In both cases, he found little objection. The state insurance commissioners, who were selected to testify by Republican, Democratic and independent governors, said that making the cost-sharing payments was necessary.

"This issue is not an insurer bailout," said the commissioner from Tennessee, Julie Mix McPeak.

Teresa Miller, who was Pennsylvania’s insurance commissioner until taking over the state’s human services department this month, said, "I cannot stress how difficult this uncertainty is on our markets."

Commissioners complained about the waiver process, with both Democrats and Republicans arguing that it required too many steps, too many sign-offs from state legislators and officials, and too long a wait to apply. The conversation suggested there was plenty of common ground on some minor changes, even if there was disagreement over how much leeway to give states in deciding what benefits and protections insurance plans should have.

Even Oklahoma's insurance commissioner, John Doak, a Republican who called Obamacare a "failure" during the hearing, backed continuing cost-sharing payments and granting more flexibility on waivers as a stopgap measure.

In addition, several commissioners talked up the benefits of state or federal reinsurance — a program that helps insurers pay for high-cost patients in order to lower premiums — and the idea drew considerable attention from senators in both parties.

Al Franken
Sen. Al Franken, D-Minn. speaks on Capitol Hill in Washington on Oct. 4, 2011.Carolyn Kaster / AP, file

"I think you all agree that we should have reinsurance," Sen. Al Franken, D-Minn., said at one point.

Alexander expressed skepticism that the federal government needed to pay for a new reinsurance program up front, instead pointing to states like Maine that raised the money themselves with a surcharge on premiums. But the conversation was earnest and detailed, with senators asking follow-up questions and commissioners eager to offer technical answers.

The commissioners and senators differed somewhat on the impact of the Trump administration’s plan to slash funding by 90 percent for ads promoting the next Obamacare enrollment period and cut money for navigators who can help customers with their applications.

Alaska’s insurance commissioner, Lori Wing-Heier, said the navigators were critical to helping rural customers access insurance, especially given the region’s lack of health care infrastructure.
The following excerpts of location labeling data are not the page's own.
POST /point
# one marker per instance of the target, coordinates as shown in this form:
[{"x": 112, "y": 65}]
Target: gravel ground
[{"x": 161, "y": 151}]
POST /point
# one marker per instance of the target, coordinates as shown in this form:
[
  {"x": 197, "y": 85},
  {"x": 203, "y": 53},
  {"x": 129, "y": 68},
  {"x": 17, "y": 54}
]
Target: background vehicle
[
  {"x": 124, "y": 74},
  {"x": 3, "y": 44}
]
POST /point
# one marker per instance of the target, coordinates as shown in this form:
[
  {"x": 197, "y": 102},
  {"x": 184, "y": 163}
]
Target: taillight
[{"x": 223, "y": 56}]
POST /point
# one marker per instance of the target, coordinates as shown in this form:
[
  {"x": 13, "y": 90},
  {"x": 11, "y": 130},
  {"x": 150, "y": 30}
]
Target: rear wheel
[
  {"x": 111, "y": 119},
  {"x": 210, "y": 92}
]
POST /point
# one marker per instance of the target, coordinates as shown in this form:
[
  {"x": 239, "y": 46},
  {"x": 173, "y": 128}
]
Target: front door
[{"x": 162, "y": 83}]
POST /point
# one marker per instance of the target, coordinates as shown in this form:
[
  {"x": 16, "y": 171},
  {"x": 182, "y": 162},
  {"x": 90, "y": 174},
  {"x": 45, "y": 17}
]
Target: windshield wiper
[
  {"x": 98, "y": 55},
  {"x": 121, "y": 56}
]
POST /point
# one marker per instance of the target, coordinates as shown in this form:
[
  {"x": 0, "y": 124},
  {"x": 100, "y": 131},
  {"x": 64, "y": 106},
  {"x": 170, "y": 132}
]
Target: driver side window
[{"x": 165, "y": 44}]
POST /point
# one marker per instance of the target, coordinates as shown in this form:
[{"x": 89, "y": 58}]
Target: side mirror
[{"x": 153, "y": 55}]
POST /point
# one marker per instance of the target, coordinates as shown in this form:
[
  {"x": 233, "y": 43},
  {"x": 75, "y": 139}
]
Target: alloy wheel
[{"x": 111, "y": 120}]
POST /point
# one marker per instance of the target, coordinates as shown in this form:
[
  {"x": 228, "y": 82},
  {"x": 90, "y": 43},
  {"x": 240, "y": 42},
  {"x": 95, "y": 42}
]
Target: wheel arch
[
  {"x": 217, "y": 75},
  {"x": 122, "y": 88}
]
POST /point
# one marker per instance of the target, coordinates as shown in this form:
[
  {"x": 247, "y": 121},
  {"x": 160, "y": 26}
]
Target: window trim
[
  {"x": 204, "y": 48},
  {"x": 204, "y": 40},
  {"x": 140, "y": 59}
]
But Doak was skeptical, saying that Oklahoma had plenty of private enrollment efforts and that the government should study the effectiveness of enrollment efforts.

Protect Our Care, an activist coalition that opposed Republican efforts to repeal Obamacare, issued a statement afterward praising the hearing as "a notable and welcome departure from the secretive, partisan and ultimately failed repeal effort" that preceded it.

There are three more hearings scheduled on the topic this month, including one on Thursday that will feature governors from both parties.